TRADITIONAL LATE BOTTLED VINTAGE PORT
Only a few Port shippers still make a traditional late bottled vintage Port which is closer to vintage Port than to the standard LBV.  Traditional late bottled vintage Ports are made like vintage Ports, but they come from good, not great (declared) years.  
VINTAGE PORT
No Port is more sought after- or expensive.  Vintage Port represents only 2 – 3 percent of the total production of Port.  It is made only in very good years when Port shippers declare a vintage.  All of the grapes in the blend will come only from that vintage and from top vineyards in the best parts of the Douro.
Vintage Ports are first aged two years in a barrel, to round off their powerful edges, and then can age a long time in bottle.  During bottle aging the Port matures slowly, becoming progressively more refined and integrated.  A decade’s worth of aging is standard, and several decades used to be fairly common.
To maintain the intensity and richness of vintage Port, it is not filtered.  It therefore throws a great deal of sediment as it matures in the bottle and must be decanted.
The U.S. is the largest market in the world for one sty of Port, vintage Port.
Vintage Port can only be made in exceptional years when the young wines show near perfect balance.  In these years the shipper must first declare a vintage.  In years not declared for vintage Port, Port shippers take the grapes they might have used for vintage Port and blend them into other styles.

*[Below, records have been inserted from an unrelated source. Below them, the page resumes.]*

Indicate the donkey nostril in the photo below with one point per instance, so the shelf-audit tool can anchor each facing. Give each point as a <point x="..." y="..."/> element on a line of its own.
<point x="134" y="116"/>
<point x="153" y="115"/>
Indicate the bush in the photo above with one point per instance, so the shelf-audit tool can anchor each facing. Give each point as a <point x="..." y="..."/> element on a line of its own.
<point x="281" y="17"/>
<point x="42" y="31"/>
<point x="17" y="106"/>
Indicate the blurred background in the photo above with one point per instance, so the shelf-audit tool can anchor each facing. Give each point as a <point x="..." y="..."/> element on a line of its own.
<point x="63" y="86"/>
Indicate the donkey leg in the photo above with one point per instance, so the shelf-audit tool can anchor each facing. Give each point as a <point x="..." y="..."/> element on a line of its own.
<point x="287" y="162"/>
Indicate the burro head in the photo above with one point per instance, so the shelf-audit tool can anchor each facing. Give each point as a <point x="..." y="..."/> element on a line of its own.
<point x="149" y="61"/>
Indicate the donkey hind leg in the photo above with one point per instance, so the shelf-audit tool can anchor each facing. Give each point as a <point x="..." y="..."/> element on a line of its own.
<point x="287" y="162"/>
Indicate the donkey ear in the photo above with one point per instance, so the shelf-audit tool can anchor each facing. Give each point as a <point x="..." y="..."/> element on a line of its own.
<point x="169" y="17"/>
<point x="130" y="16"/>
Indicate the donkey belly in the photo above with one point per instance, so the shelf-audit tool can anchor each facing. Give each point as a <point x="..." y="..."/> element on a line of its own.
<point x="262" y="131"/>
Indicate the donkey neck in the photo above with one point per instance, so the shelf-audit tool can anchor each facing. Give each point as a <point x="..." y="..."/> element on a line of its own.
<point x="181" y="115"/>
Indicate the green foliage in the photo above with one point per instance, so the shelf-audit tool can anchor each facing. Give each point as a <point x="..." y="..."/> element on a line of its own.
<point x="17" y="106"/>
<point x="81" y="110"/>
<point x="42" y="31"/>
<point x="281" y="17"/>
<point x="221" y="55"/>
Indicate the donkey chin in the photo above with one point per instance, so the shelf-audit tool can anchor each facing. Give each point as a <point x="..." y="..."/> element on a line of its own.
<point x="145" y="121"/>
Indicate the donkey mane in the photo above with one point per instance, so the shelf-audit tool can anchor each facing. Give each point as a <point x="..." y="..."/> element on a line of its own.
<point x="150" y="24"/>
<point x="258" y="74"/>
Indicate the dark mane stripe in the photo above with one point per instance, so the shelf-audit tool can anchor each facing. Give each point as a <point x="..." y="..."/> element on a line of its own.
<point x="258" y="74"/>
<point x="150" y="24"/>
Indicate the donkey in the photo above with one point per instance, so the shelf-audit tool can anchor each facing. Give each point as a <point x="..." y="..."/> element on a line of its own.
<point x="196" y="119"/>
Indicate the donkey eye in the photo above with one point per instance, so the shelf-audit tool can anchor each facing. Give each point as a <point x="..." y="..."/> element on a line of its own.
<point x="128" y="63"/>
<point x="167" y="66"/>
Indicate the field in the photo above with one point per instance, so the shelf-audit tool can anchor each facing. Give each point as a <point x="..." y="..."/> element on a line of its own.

According to historical record, the first Ports from a single vintage were made around 1734
CRUSTED PORT
Crusted Port is designated as such because it leaves a heavy crust, or sediment, in the bottle.  This is simply a basic good hearty Port, made form a blend of several different years (the average age of the wines in the blend is 3-4 years), that has been bottled unfiltered.  As a result, it throws a sediment and must be decanted.  Gustsy, full- bodied, and moderately priced, it’s sometimes described as the working man’s vintage Port.